Minmax feedback model predictive control for constrained. This paper proposes a second order cone formulation of minmax mpc with zone control for lpv systems. This paper deals with the implementation of min max model predictive control for constrained linear systems with bounded additive uncertainties and. Model predictive control for maxminplusscaling systems. This volume provides a definitive survey of the latest model predictive control methods available to engineers and scientists today. Model predictive control for maxminplus systems springerlink. Minmax approaches to robust model predictive control. The second edition of model predictive control provides a thorough introduction to theoretical and practical aspects of the most commonly used mpc strategies. In recent years, much e ort has been spent to incorporate the robustness problem into this framework. The control schemes the authors discuss introduce, in the control optimization, the notion that feedback is present in the recedinghorizon implementation of the control.

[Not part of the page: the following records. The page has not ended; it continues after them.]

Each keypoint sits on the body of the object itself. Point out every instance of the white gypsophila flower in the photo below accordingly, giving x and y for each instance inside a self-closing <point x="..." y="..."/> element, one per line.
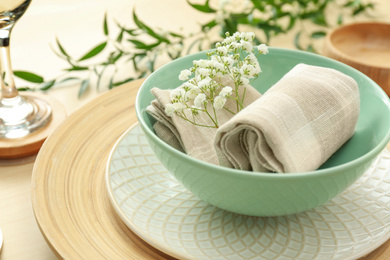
<point x="199" y="100"/>
<point x="223" y="3"/>
<point x="246" y="45"/>
<point x="184" y="75"/>
<point x="201" y="63"/>
<point x="169" y="109"/>
<point x="248" y="36"/>
<point x="257" y="69"/>
<point x="226" y="91"/>
<point x="219" y="67"/>
<point x="262" y="48"/>
<point x="177" y="93"/>
<point x="222" y="51"/>
<point x="193" y="92"/>
<point x="251" y="59"/>
<point x="204" y="83"/>
<point x="236" y="46"/>
<point x="175" y="49"/>
<point x="219" y="102"/>
<point x="228" y="61"/>
<point x="203" y="72"/>
<point x="248" y="70"/>
<point x="244" y="81"/>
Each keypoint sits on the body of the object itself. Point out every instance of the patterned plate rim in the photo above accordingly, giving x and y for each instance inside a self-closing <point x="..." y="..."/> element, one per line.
<point x="118" y="210"/>
<point x="168" y="250"/>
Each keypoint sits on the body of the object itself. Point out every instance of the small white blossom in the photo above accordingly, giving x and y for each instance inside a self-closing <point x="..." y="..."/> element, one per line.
<point x="169" y="109"/>
<point x="226" y="91"/>
<point x="177" y="93"/>
<point x="244" y="81"/>
<point x="184" y="75"/>
<point x="203" y="72"/>
<point x="262" y="48"/>
<point x="193" y="92"/>
<point x="228" y="68"/>
<point x="247" y="46"/>
<point x="204" y="83"/>
<point x="251" y="58"/>
<point x="228" y="61"/>
<point x="219" y="102"/>
<point x="199" y="100"/>
<point x="219" y="66"/>
<point x="222" y="51"/>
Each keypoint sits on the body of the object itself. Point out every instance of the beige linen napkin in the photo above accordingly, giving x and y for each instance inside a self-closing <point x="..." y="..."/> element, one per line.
<point x="196" y="141"/>
<point x="295" y="126"/>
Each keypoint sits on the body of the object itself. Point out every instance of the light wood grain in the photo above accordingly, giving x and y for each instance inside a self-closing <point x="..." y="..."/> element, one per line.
<point x="30" y="145"/>
<point x="364" y="46"/>
<point x="68" y="188"/>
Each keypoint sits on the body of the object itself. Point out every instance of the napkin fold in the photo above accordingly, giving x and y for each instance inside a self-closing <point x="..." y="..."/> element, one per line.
<point x="295" y="126"/>
<point x="196" y="141"/>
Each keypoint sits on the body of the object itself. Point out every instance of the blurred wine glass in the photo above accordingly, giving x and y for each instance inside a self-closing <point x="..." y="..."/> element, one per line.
<point x="20" y="115"/>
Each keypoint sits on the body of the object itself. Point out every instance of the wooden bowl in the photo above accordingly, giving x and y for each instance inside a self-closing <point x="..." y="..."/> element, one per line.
<point x="364" y="46"/>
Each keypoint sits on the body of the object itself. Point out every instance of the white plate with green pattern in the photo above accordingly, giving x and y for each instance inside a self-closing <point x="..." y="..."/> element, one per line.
<point x="161" y="211"/>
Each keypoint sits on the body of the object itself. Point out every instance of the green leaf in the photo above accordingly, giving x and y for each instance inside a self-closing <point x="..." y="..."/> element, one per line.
<point x="148" y="30"/>
<point x="120" y="36"/>
<point x="62" y="50"/>
<point x="47" y="85"/>
<point x="105" y="25"/>
<point x="28" y="76"/>
<point x="340" y="19"/>
<point x="68" y="79"/>
<point x="209" y="25"/>
<point x="77" y="68"/>
<point x="203" y="8"/>
<point x="83" y="87"/>
<point x="95" y="51"/>
<point x="111" y="83"/>
<point x="318" y="34"/>
<point x="143" y="46"/>
<point x="296" y="41"/>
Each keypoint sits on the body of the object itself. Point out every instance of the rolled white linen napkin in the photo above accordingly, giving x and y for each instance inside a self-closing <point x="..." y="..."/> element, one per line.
<point x="295" y="126"/>
<point x="196" y="141"/>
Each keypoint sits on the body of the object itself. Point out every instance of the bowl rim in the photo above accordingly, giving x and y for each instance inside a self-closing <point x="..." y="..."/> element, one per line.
<point x="329" y="43"/>
<point x="267" y="175"/>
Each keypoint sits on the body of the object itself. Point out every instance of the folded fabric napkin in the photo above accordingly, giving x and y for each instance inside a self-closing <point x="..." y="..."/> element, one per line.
<point x="196" y="141"/>
<point x="295" y="126"/>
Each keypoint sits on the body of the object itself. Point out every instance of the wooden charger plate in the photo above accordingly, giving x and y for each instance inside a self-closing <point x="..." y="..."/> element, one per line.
<point x="69" y="194"/>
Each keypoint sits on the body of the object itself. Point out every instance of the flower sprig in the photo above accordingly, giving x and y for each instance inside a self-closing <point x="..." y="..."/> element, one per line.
<point x="211" y="82"/>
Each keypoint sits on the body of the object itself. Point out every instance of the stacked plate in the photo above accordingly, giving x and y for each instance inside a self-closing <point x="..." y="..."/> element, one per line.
<point x="162" y="212"/>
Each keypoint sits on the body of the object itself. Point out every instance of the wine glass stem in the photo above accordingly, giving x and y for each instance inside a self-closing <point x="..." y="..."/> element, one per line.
<point x="8" y="89"/>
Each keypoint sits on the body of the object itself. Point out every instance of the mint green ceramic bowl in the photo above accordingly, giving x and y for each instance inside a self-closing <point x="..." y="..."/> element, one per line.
<point x="266" y="194"/>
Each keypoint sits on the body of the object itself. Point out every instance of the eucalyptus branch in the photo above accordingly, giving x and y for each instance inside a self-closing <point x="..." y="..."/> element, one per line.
<point x="144" y="46"/>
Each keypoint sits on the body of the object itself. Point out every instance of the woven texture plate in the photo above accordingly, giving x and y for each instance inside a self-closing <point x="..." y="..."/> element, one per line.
<point x="69" y="194"/>
<point x="161" y="211"/>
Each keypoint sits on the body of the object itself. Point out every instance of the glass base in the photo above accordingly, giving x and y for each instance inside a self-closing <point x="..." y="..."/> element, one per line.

Part of the control engineering book series contrengin abstract. Min max model predictive control for uncertain maxminplusscaling systems conference paper pdf available in international journal of control 815. Model predictive control mpc is a widely used control design method in the process industry. For all xt, we find, therefore, that the above set of controls satisfies the stability and state constraints. An algorithm for explicit solution of minmax model. An approximation of the worst case cost is used to obtain the control action. Minmax model predictive control as a quadratic program article pdf available in iet control theory and applications 11. Most physical systems possess parametric uncertainties or unmeasurable parameters and, since parametric uncertainty may degrade the performance of model predictive control mpc, mechanisms to update the unknown or uncertain parameters are desirable in application. From power plants to sugar refining, model predictive control mpc schemes have established themselves as the preferred control strategies for a wide variety of. Recent developments in model predictive control promise remarkable opportunities for designing multiinput, multioutput control systems and improving the control of singleinput, singleoutput systems. Model predictive control advanced textbooks in control and signal processing.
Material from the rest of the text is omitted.